Agricultural exports were the sole exception to the bad news, buoyed by price increases that kept values steady y/y.

Imports similarly fell across five of six categories, most notably in transport equipment, although passenger car imports remained robust, likely driven by a rush to meet tightening EU emissions standards effective from 2024.
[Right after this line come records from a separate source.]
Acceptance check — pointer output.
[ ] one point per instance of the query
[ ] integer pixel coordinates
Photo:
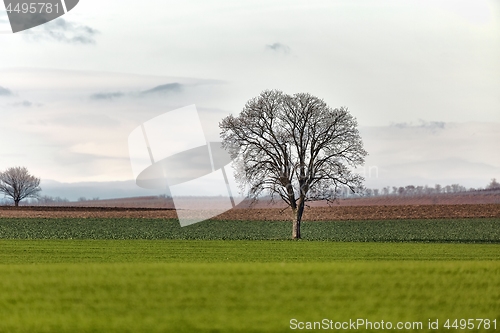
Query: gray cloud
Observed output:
(422, 124)
(63, 31)
(164, 88)
(25, 103)
(161, 89)
(78, 120)
(107, 96)
(5, 91)
(278, 47)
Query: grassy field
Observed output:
(241, 286)
(472, 230)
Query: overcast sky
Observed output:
(422, 78)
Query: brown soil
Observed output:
(336, 212)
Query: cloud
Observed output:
(106, 96)
(278, 47)
(164, 88)
(5, 91)
(63, 31)
(25, 104)
(422, 124)
(161, 89)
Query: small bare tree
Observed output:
(18, 184)
(295, 147)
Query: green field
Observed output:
(168, 285)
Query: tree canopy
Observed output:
(295, 147)
(18, 184)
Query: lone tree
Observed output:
(18, 184)
(294, 147)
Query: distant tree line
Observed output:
(412, 190)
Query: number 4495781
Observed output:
(471, 324)
(33, 8)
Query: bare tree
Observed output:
(18, 184)
(493, 185)
(294, 147)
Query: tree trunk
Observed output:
(298, 219)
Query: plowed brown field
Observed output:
(271, 214)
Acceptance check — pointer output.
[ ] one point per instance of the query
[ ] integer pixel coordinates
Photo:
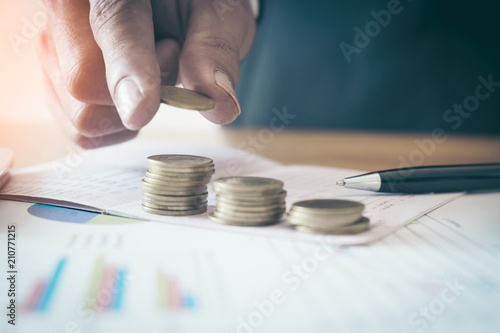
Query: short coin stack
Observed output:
(176, 185)
(248, 201)
(328, 216)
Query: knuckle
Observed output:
(222, 45)
(108, 13)
(79, 82)
(94, 121)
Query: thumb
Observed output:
(211, 55)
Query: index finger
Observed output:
(124, 31)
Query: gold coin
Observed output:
(319, 220)
(176, 177)
(181, 170)
(174, 183)
(222, 206)
(172, 190)
(186, 98)
(328, 206)
(360, 226)
(172, 207)
(215, 218)
(249, 215)
(174, 212)
(180, 161)
(245, 220)
(175, 198)
(252, 200)
(252, 185)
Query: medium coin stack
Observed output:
(328, 216)
(248, 201)
(176, 185)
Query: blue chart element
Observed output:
(120, 281)
(52, 285)
(61, 214)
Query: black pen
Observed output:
(425, 179)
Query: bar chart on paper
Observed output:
(107, 287)
(172, 296)
(42, 293)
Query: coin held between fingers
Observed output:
(186, 99)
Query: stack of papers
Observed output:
(108, 180)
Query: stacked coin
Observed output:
(248, 201)
(176, 185)
(328, 216)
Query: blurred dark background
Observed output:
(425, 60)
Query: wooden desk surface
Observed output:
(355, 150)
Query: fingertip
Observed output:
(135, 106)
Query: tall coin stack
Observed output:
(248, 201)
(176, 185)
(328, 216)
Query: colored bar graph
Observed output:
(107, 287)
(44, 290)
(170, 294)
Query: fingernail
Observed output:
(127, 99)
(222, 80)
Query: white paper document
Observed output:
(107, 180)
(439, 274)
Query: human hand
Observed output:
(104, 61)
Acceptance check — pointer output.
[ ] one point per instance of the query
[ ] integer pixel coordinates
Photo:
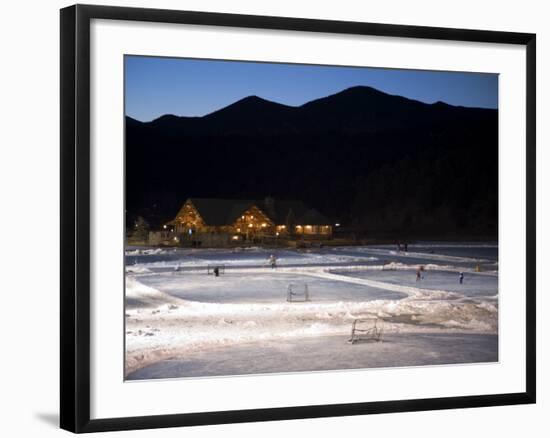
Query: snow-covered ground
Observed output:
(178, 318)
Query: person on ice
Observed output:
(419, 273)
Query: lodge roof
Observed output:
(219, 212)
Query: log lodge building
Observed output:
(218, 222)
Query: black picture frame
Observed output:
(75, 217)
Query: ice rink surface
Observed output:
(183, 321)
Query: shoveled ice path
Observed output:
(324, 273)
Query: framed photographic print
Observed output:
(271, 218)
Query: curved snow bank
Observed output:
(140, 295)
(163, 326)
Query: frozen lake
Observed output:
(182, 322)
(473, 285)
(249, 287)
(328, 353)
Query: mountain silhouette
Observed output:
(372, 160)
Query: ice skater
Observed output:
(420, 273)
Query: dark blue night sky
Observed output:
(184, 87)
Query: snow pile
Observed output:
(177, 313)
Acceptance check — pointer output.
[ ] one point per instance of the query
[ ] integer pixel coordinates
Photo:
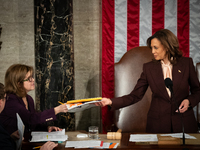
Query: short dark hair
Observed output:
(170, 43)
(2, 92)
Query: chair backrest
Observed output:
(127, 71)
(198, 106)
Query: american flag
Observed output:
(128, 23)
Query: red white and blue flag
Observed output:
(128, 23)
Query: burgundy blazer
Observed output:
(162, 117)
(29, 117)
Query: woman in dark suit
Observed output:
(18, 82)
(168, 65)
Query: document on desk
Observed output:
(76, 107)
(49, 136)
(84, 144)
(143, 138)
(20, 126)
(179, 135)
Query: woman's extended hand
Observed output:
(184, 106)
(104, 102)
(51, 128)
(48, 146)
(15, 135)
(61, 108)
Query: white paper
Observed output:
(83, 144)
(106, 145)
(76, 107)
(143, 138)
(20, 126)
(49, 136)
(179, 135)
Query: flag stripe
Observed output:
(183, 26)
(157, 15)
(171, 15)
(145, 21)
(107, 56)
(133, 24)
(195, 30)
(120, 28)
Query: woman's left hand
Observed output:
(51, 128)
(184, 106)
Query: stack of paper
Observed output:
(49, 136)
(143, 138)
(91, 144)
(81, 104)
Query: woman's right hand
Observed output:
(104, 102)
(48, 146)
(61, 108)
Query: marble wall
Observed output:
(54, 57)
(17, 21)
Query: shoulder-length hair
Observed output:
(2, 91)
(170, 43)
(14, 79)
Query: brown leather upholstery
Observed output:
(198, 106)
(127, 72)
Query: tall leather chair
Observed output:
(127, 71)
(198, 106)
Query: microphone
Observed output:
(169, 85)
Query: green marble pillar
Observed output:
(54, 57)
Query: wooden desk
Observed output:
(71, 137)
(189, 144)
(124, 143)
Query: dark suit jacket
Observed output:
(6, 142)
(29, 117)
(162, 117)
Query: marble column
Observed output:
(54, 57)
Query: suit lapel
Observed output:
(177, 75)
(157, 76)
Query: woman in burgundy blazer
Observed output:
(163, 115)
(18, 82)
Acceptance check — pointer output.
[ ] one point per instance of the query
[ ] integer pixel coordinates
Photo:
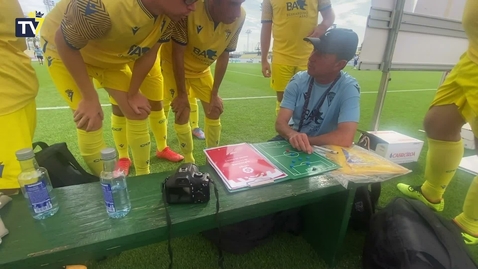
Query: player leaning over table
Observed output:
(209, 34)
(18, 89)
(289, 22)
(322, 103)
(455, 103)
(97, 39)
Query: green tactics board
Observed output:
(294, 163)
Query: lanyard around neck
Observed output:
(307, 98)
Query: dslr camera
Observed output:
(187, 186)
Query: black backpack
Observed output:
(366, 197)
(62, 167)
(408, 234)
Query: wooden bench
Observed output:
(81, 230)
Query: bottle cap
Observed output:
(24, 154)
(108, 154)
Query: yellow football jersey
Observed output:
(19, 84)
(470, 24)
(291, 22)
(108, 33)
(204, 40)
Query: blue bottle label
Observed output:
(39, 196)
(108, 195)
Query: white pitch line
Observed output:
(249, 74)
(61, 107)
(245, 98)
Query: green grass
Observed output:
(403, 112)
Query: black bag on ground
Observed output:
(407, 234)
(242, 237)
(62, 167)
(366, 198)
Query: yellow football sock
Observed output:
(91, 144)
(140, 144)
(212, 131)
(193, 113)
(443, 158)
(468, 220)
(118, 128)
(166, 108)
(185, 139)
(158, 124)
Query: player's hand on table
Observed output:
(89, 115)
(216, 103)
(266, 69)
(180, 105)
(317, 32)
(139, 102)
(300, 141)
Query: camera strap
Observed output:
(220, 260)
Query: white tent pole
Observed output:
(395, 21)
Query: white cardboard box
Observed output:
(397, 147)
(468, 137)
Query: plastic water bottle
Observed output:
(36, 186)
(113, 183)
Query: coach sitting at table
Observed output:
(321, 106)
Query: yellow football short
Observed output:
(281, 75)
(152, 86)
(117, 79)
(461, 88)
(17, 133)
(200, 88)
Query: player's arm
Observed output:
(348, 122)
(266, 32)
(78, 26)
(179, 42)
(297, 140)
(75, 31)
(328, 18)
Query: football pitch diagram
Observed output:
(294, 163)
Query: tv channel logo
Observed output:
(29, 27)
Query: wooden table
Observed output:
(81, 230)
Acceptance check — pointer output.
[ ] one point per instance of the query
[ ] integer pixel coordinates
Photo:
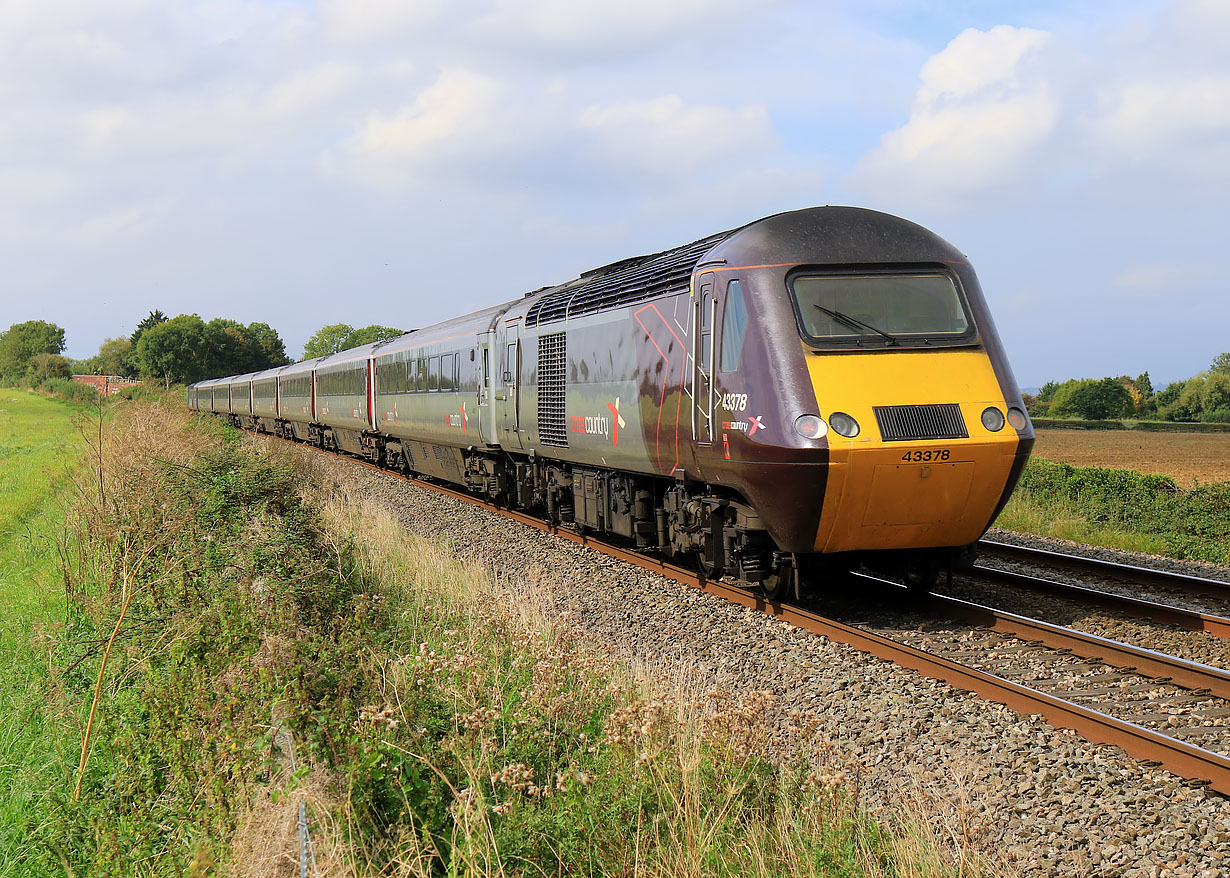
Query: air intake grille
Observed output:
(622, 283)
(942, 421)
(551, 371)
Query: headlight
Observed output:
(993, 419)
(811, 427)
(844, 424)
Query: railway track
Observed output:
(1196, 764)
(1135, 608)
(1111, 569)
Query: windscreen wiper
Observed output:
(855, 324)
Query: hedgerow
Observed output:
(1191, 523)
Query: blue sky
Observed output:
(401, 161)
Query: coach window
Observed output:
(448, 364)
(734, 325)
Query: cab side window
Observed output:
(734, 326)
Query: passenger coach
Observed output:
(814, 390)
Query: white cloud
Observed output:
(238, 114)
(1151, 277)
(983, 108)
(376, 21)
(666, 134)
(463, 117)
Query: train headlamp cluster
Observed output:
(844, 424)
(811, 427)
(993, 418)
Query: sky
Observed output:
(404, 161)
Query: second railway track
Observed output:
(1193, 763)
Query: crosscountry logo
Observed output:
(619, 421)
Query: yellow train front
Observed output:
(872, 417)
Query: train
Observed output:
(813, 391)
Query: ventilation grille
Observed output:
(552, 363)
(898, 423)
(622, 283)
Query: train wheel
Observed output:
(784, 583)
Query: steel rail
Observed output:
(1143, 576)
(1186, 760)
(1149, 663)
(1190, 620)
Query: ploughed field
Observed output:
(1187, 458)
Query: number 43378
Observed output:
(928, 455)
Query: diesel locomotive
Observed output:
(816, 390)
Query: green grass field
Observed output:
(38, 448)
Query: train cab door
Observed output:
(511, 383)
(702, 320)
(486, 375)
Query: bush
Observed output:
(1191, 522)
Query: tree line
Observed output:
(1204, 396)
(181, 349)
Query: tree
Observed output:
(43, 367)
(175, 349)
(335, 337)
(1187, 406)
(1215, 392)
(329, 340)
(1048, 391)
(23, 341)
(151, 319)
(115, 358)
(266, 347)
(370, 333)
(1092, 400)
(1169, 396)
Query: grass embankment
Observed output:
(1122, 509)
(38, 448)
(442, 728)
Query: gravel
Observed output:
(1051, 802)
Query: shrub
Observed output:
(1191, 522)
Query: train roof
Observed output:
(827, 235)
(301, 365)
(349, 354)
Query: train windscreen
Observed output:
(914, 309)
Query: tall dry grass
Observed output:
(699, 754)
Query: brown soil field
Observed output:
(1187, 458)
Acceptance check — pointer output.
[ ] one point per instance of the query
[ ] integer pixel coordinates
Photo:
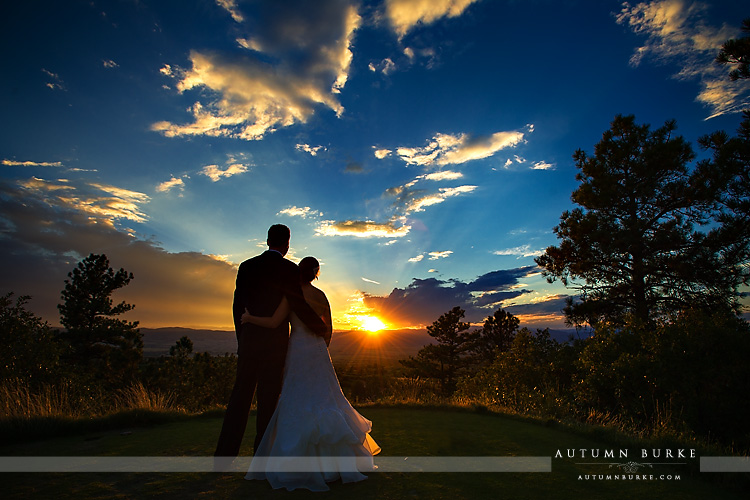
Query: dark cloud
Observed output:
(425, 300)
(42, 239)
Structural shifts in trade

Despite the overall trade weakness, Poland surpassed China in 2024 to become the fourth-largest destination for German exports, capturing a 6% share. It now ranks behind the United States (10.4%), France (7.5%) and the Netherlands (7.1%) as a key market for German goods. However, Poland’s trade ties with Germany leave it exposed to potential tariffs on EU goods if a Donald Trump-led administration in the US imposes trade restrictions.

Energy prices also surged late in the year, further pressuring import costs and complicating the trade outlook.

While the trade deficit worsened, Poland’s traditionally strong services surplus of €3.177bn provided some offset, albeit slightly lower than in October. The income balance deficit widened to €1.523bn due to the cessation of seasonal payments to farmers, while the secondary income deficit increased to €529mn.

The zloty remained relatively stable despite these challenges, supported by Poland’s interest rate differential with the eurozone. The European Central Bank’s continued rate cuts in late 2024 have bolstered the zloty, though further monetary easing by Poland’s central bank is not anticipated until 2025 or later.

Additionally, EU funding under the Recovery and Resilience Facility (RRF) has offered crucial support. In December, the European Commission disbursed €9.4bn to Poland, with another €7.3bn payment request submitted by the government for disbursement in early 2025.